On the other hand, I've been done here for a while. It is time for me to push myself harder in my career. Sometimes I think maybe I've never really pushed myself. Don't get me wrong, I'm a true survivor. I've worked three jobs at a time to stay afloat without too much complaint, but when given the opportunity...I haven't always jumped for the stars. School was pretty easy for me. Minimal effort got rewards that were above average, but imagine if I had worked HARD? I went to the college that paid me the biggest scholarship, instead of the one that was going to challenge me the most. I have stayed five years in a job that I like enough, and I'm good at, but greatly underutilizes my skills and pushes me minimally.

It's time. A new company in a new city. A big challenge and room for growth. Room for growth that I fully intend on using as my driving force to PUSH HARDER. Push myself to build a career. To grow mentally. To live the grind now so that later I may not have to....that's the goal. Try and hold me to it, would ya? I may need a shock collar.

Now, the real question is: how should I make my exit? By the way, this girls .gif timeline of what it's like to leave your job is amazing.

Like this:


or just an akward mic drop like this:
 micdrop_09

or just an Irish exit when no one is looking….decisions decisions.

Wednesday, January 15, 2014

This is the part where life sticks it's finger in the electric socket

Well, hello there. Fancy meeting you here. So nice of you to stop by...<<crickets>>

I've decided to start this blog. My first blog lie. I'm three sentences deep and I've lied. This is going well. I started this blog with the name: "Twenty seven and a half, but who's counting"....current name for the first post, "Twenty nine and a half, but who's counting." This either says a lot about the care and effort that has gone into meticulously crafting my first post, or shows my serious ability to get distracted by shiny objects. For two years. I got distracted for two years. I'm so proud....

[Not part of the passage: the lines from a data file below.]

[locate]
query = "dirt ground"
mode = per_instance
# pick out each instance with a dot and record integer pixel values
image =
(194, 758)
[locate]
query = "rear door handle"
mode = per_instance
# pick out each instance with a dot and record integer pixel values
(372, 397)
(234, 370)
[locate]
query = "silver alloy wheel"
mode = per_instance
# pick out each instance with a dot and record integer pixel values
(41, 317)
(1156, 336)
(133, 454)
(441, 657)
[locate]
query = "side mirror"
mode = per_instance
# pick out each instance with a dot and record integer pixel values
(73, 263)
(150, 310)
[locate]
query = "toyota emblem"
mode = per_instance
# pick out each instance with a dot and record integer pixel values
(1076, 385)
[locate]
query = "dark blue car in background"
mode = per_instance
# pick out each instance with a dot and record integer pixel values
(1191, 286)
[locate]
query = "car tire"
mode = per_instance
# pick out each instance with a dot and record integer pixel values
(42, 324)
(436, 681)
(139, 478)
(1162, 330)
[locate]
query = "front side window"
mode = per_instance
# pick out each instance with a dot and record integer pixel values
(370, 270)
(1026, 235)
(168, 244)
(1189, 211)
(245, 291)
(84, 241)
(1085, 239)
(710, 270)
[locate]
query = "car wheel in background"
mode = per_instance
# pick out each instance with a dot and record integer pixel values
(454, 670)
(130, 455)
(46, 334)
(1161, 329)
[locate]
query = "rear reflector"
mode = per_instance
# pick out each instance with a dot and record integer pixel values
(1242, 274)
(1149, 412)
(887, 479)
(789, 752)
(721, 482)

I feel like blogging is like having a diary when you were a kid. I of course quickly learned you can't trust anyone have a diary in my house when I at the age of 11, (ehh, maybe 9. Who cares. You get the idea I was young and in love and it was all that mattered) I overheard my sister and her friends laughing through the window when she was having a slumber party....of course as a snoop myself I I leaned in intently, only to hear that they were reading my diary outloud. MORTIFIED. I never wrote anything down again.

Scarred for life. Never gong to school again. Life. Is. Over.

I don't know how I made it.


Kids are I was dramatic, huh?


So in this first post here are the things I hope for this little 29.5bwc blog experiment:

I hope I can use this to document this time in my life. I'm starting a new job next week. I'm going to be in a new city. I'm on the cusp of marriage and family. This is the shit. This is the part where life sticks it's finger in the electric socket and I want to try and be present at the start.

I hope to help some people and be helped by people who work hard to find balance. Who feel better when they are fit and eating clean. Who want to excel professionally, and want to be a fantastic partner too. It's important to me, and sometimes it gets hard to do it in a vacuum. Maybe someday this can be an starting place for a community. Motivation, sharing, ideas, support. For no reason other than because balance matters. 

I hope I make you giggle. I know I will make me giggle.